2. CMS (Concurrent Mark & Sweep) algorithm. CMS GC algorithm runs well and is an apt fit for several applications, however it’s major drawback is its occasional long GC pause. CMS GC algorithm doesn’t always cause long GC Pauses, most of its GC pauses are in acceptable range, however occasionally it causes terribly long GC Pause due to heap fragmentation, which can last for several seconds (sometimes even minutes) like in this situation.

Potential Solutions to reduce Long GC Pause
Here is a blog post which highlights potential solutions to reduce long Garbage Collection pause. We were contemplating a couple of solutions to address this long GC pause.

1. Reducing Heap Size
Reducing the application’s heap size is a potential solution. However, the object creation rate of this monolith application was very high and reducing the heap size has potential to affect the application’s responsiveness. Heap size can be reduced only if the application’s memory consumption can be reduced, which warrants the refactoring of the application code. Already this monolith application’s re-architecture was underway. This monolith application was getting broken down and re-written as microservices with much lesser heap size. However, this application re-architecture was slated to go live in 6 – 9 months later. Thus, the customer was hesitant to reduce the heap size until then.

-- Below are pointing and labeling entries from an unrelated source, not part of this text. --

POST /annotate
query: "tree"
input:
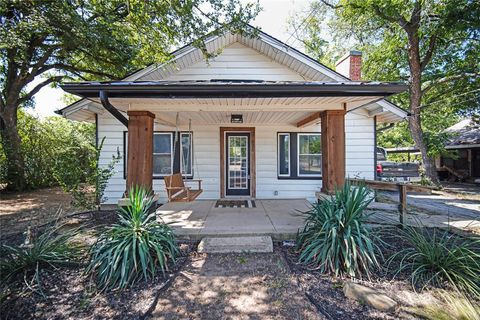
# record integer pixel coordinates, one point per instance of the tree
(433, 45)
(87, 39)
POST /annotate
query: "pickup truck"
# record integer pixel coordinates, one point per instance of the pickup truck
(391, 170)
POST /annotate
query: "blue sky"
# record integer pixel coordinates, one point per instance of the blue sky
(272, 20)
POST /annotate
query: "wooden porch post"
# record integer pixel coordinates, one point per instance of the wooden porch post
(333, 149)
(140, 149)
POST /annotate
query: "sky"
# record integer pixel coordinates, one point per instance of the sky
(272, 20)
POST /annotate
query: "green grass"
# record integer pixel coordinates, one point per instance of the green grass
(134, 248)
(336, 238)
(435, 258)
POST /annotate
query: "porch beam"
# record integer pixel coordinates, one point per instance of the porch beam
(333, 149)
(140, 149)
(314, 117)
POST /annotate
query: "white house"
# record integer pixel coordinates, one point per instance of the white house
(260, 120)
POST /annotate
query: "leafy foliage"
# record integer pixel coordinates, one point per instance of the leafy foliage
(456, 306)
(51, 248)
(53, 41)
(335, 238)
(48, 145)
(138, 246)
(431, 45)
(87, 192)
(439, 257)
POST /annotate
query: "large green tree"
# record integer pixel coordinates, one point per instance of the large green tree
(433, 45)
(92, 39)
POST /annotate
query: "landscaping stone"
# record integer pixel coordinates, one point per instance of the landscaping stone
(235, 244)
(369, 296)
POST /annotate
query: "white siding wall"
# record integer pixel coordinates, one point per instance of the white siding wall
(359, 158)
(236, 62)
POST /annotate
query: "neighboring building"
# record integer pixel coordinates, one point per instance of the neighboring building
(464, 145)
(260, 120)
(465, 166)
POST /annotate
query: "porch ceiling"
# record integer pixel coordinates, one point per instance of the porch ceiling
(267, 111)
(223, 118)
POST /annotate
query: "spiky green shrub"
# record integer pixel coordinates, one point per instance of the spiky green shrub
(455, 306)
(335, 238)
(137, 246)
(439, 257)
(51, 248)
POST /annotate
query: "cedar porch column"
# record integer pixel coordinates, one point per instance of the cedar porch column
(140, 149)
(333, 149)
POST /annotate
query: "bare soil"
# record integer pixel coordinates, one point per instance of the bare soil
(20, 210)
(69, 294)
(201, 286)
(235, 286)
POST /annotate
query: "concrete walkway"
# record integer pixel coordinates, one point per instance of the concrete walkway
(195, 220)
(281, 219)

2. Switching from CMS to G1 GC algorithm
The other solution was to migrate away from the CMS GC algorithm. Irrespective of this GC performance, this CMS GC algorithm has been removed from Java 14. If we want to move away from the CMS GC algorithm, what are the alternatives we have? Below are the alternate GC algorithms that are available in OpenJDK:

1.Serial GC
2.Parallel GC
3.G1 GC
4.ZGC
5.Shenandoah GC

Serial GC algorithm is useful only for single threaded, desktop type of application. Since this application has multiple concurrent threads with a very heavy object creation rate, we eliminated the Serial GC algorithm. Since this application was running on Java 8, we ruled out ZGC and Shenandoah GC because they are all stable only from Java 17+. Thus, we were left with the choice of either using Parallel GC or G1 GC.

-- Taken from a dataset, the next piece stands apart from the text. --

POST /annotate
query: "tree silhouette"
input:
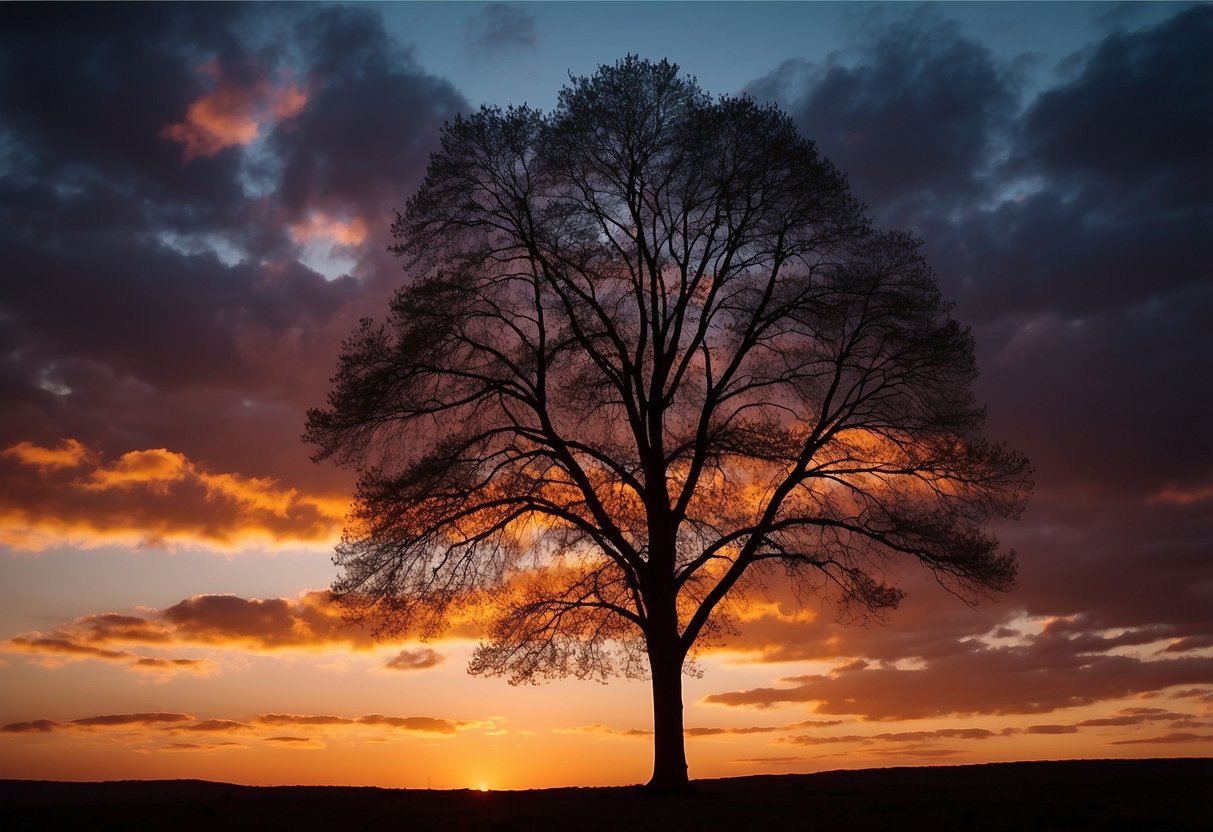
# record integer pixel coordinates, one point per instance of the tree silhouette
(651, 353)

We simulated production traffic volume in the performance lab and experimented with Parallel GC and G1 GC algorithm settings based on the best GC tuning best practices. We found out that Parallel GC pause time was not as bad as CMS GC, but it was not better than G1 GC. Thus, we ended up switching from CMS GC algorithm to G1 GC algorithm. Here is the GC log analysis report of this robotics application in the performance lab when using G1 GC algorithm. Below is the GC Pause duration graph when using G1 GC algorithm:



Fig 2: G1 GC pause time graph generated by GCeasy
From the graph you can notice that the maximum GC pause time was 2.17 seconds. This is a phenomenal improvement from 5 minutes and 29 seconds. Also, the average GC pause time was only 198ms, way better than the CMS GC algorithm for this application.

Conclusion
After switching to the G1 GC algorithm, the application’s random slowdowns completely stopped. Thus, without major architectural changes, without code refactoring, without any JDK/infrastructural upgrades, just by tweaking the GC arguments in the JVM, we were able to bring this significant optimization to this robotics application’s performance.